Ato em memória do jovem Johnatha,morto na favela de Manguinhos, pela luta por justiça de sua mãe Ana Paula Oliveira, e lançamento da cartilha: Manguinhos tem fome de direitos (Tânia Rêgo/Agência Brasil)
Ato em memória do jovem Johnatha (Tânia Rêgo/Agência Brasil)

Das guardas imperiais à Polícia Militar

“Nas províncias brasileiras, por toda a colônia e império, os fazendeiros, coronéis e lideranças políticas tinham guardas regionais e familiares que tinham como principal função capturar negro fugidos. O grande medo das elites quando acaba a escravidão, era a revolta dos negros.

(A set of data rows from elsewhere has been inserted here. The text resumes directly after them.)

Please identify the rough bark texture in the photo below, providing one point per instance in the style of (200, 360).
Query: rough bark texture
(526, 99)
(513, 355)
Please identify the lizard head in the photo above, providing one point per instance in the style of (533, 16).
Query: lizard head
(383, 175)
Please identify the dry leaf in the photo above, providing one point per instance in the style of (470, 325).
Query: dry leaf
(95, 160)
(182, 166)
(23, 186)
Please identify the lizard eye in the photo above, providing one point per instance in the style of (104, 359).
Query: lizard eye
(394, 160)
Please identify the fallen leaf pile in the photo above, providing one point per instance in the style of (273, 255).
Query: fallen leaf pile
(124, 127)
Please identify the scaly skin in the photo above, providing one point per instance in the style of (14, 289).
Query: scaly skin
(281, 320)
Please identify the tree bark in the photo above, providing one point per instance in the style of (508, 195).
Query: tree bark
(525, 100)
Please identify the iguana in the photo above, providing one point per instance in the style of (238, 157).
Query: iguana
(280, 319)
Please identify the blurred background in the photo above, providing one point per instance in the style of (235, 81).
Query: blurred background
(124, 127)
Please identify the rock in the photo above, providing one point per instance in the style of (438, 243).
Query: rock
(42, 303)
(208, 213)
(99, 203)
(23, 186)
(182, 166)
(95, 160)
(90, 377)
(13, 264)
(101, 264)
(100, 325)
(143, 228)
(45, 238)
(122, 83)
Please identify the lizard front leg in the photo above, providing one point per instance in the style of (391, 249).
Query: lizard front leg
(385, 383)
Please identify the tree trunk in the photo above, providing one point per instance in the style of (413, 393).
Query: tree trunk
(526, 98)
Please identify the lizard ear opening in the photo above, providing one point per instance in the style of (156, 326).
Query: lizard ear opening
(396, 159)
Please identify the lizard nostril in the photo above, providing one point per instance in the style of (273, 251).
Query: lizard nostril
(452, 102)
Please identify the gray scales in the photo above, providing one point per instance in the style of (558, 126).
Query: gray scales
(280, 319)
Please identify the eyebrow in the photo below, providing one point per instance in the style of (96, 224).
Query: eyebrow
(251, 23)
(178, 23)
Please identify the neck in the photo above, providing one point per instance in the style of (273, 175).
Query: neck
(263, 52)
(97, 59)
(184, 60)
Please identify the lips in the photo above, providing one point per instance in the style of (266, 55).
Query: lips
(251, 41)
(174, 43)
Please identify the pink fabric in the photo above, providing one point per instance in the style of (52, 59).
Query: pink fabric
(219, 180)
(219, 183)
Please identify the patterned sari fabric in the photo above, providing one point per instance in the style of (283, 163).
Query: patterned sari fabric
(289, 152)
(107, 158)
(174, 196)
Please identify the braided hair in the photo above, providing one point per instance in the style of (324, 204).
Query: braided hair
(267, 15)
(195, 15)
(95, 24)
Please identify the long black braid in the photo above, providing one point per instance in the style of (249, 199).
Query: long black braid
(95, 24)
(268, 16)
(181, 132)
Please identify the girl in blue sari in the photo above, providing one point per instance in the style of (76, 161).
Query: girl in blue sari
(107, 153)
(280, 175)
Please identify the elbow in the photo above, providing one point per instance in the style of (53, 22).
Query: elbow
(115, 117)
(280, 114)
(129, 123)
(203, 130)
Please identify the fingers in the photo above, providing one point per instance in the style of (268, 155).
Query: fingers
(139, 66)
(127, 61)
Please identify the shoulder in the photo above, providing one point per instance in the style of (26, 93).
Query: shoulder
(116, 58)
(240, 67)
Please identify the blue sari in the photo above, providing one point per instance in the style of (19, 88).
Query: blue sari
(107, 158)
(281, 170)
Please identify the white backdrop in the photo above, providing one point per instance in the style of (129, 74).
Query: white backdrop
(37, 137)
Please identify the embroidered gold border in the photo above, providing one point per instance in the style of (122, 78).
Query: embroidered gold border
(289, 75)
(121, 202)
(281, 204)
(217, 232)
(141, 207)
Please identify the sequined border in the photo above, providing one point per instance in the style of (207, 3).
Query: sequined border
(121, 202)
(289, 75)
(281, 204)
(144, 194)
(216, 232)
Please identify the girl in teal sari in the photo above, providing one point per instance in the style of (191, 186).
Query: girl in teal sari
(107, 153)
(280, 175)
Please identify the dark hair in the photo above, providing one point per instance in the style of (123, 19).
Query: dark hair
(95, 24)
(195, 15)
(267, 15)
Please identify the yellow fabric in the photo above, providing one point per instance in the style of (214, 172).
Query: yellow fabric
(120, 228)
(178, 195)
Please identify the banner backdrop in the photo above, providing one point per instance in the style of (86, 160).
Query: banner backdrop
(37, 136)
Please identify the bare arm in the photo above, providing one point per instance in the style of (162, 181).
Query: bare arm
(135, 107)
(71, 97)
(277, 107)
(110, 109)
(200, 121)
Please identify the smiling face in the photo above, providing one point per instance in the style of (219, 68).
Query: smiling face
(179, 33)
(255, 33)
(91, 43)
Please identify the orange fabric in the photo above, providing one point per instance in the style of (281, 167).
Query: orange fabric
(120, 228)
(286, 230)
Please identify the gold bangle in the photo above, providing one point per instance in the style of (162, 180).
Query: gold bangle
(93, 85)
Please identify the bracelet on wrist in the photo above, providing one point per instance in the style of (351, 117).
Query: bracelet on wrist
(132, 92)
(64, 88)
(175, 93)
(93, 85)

A polícia cumpre essa tarefa historicamente, ela existe para conter rebeliões e garantir a segurança de quem tem patrimônio”, explica o Editor do Blog Negro Belchior e professor da Uneafro e Douglas Belchior.

Rio de Janeiro - Um dia antes da ocupação das tropas federais na favela da Maré, policiais revistam carros, moradores e apreendem grande quantidade de drogas e armas na favela (Tânia Rêgo/Agência Brasil)
Um dia antes da ocupação das tropas federais na favela da Maré, policiais revistam carros, moradores (Tânia Rêgo/Agência Brasil)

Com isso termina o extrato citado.